Une lettre adressée arrive toujours à destination. (JL) Celles que Freud et Zweig échangèrent pendant trente ans témoignent de cette circulation du désir et de l’amitié. Comme le manteau Union Jack déchiré de Bowie, ces “lambeaux d’un empire métaphysique”, la lettre porte les traces de son voyage, lacérée mais intacte dans son essence.

Il y a, dans les lettres échangées entre Stefan Zweig et Sigmund Freud, une émotion qui ne cesse de me toucher : une joie discrète et profonde, et surtout une noblesse rare dans la manière de s’adresser l’un à l’autre. Leur correspondance témoigne d’un respect mutuel qui invente une forme de proximité délicate, faite de gratitude, de reconnaissance et d’une attention scrupuleuse aux mots.

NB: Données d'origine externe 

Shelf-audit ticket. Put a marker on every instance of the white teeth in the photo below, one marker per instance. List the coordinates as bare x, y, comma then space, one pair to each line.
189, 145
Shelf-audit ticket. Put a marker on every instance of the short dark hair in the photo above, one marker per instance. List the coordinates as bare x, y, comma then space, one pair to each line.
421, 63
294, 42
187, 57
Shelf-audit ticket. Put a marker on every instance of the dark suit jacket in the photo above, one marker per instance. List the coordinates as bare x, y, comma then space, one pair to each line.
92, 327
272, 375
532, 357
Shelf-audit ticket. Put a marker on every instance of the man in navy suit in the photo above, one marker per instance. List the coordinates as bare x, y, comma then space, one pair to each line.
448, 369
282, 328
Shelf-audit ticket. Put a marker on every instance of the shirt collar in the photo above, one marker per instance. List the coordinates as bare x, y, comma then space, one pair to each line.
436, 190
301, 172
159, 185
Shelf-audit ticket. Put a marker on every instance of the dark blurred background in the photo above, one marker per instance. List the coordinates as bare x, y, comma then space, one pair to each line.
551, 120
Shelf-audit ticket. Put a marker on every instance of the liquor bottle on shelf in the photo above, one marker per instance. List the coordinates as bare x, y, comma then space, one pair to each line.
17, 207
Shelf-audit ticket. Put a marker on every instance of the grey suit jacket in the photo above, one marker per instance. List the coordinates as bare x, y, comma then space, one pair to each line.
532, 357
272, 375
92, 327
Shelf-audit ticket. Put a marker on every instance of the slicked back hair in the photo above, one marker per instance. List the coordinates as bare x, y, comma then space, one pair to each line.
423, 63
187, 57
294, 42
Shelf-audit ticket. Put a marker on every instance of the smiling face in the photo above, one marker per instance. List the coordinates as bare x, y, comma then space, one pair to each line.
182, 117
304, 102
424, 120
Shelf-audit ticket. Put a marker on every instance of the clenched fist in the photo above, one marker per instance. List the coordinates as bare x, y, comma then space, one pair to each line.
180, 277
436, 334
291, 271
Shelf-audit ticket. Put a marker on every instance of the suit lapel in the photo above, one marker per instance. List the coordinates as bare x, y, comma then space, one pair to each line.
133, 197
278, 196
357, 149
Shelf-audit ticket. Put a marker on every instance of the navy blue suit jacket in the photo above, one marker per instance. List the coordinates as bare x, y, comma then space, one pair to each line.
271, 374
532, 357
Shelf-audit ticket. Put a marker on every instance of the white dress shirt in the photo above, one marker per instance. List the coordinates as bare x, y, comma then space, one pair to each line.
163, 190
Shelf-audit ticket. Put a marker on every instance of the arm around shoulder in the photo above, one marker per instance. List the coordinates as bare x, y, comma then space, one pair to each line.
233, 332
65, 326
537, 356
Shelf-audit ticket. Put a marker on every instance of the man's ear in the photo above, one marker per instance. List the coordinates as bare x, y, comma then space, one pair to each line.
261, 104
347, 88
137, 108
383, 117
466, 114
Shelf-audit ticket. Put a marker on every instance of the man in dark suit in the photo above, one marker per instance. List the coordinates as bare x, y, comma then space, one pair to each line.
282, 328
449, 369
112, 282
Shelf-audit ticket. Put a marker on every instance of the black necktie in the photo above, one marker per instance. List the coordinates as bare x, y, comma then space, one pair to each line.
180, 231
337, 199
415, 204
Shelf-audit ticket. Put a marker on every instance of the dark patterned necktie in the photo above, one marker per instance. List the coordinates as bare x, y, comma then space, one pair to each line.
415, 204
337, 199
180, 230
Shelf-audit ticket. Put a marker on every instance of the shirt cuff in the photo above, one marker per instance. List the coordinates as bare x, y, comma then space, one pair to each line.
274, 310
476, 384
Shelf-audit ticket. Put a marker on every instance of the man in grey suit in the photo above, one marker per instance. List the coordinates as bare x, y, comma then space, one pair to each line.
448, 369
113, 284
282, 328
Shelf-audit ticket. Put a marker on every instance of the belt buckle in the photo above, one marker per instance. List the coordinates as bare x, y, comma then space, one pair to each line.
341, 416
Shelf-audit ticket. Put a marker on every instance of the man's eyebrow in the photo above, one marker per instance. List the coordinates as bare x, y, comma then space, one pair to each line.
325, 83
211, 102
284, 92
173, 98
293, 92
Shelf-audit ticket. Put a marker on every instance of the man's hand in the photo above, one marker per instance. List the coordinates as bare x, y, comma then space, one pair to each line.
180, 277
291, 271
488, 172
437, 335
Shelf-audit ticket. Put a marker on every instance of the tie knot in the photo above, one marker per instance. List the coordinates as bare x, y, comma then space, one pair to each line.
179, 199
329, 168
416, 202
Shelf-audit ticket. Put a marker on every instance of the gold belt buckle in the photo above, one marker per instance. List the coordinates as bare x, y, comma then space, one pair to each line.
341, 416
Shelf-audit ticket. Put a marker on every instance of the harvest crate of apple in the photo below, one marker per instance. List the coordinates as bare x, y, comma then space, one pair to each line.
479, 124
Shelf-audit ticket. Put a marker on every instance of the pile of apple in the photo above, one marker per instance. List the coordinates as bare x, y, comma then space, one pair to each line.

Ce qui m’émeut, c’est la beauté de cette écriture double : celle de Zweig, habitée par la ferveur du lettré, et celle de Freud, habitée par la rigueur du clinicien, qui se rencontrent dans un espace commun où la pensée devient lettre vivante. Entre eux se dessine un lien qui ouvre une multitude de possibles : celui d’un dialogue entre littérature et psychanalyse, entre sensibilité et théorie, entre l’art d’écrire et l’art d’écouter. Dans ces échanges, je devine une confiance essentielle : celle de pouvoir confier à l’autre ce qui compte le plus, sachant qu’il sera reçu dans toute son ampleur.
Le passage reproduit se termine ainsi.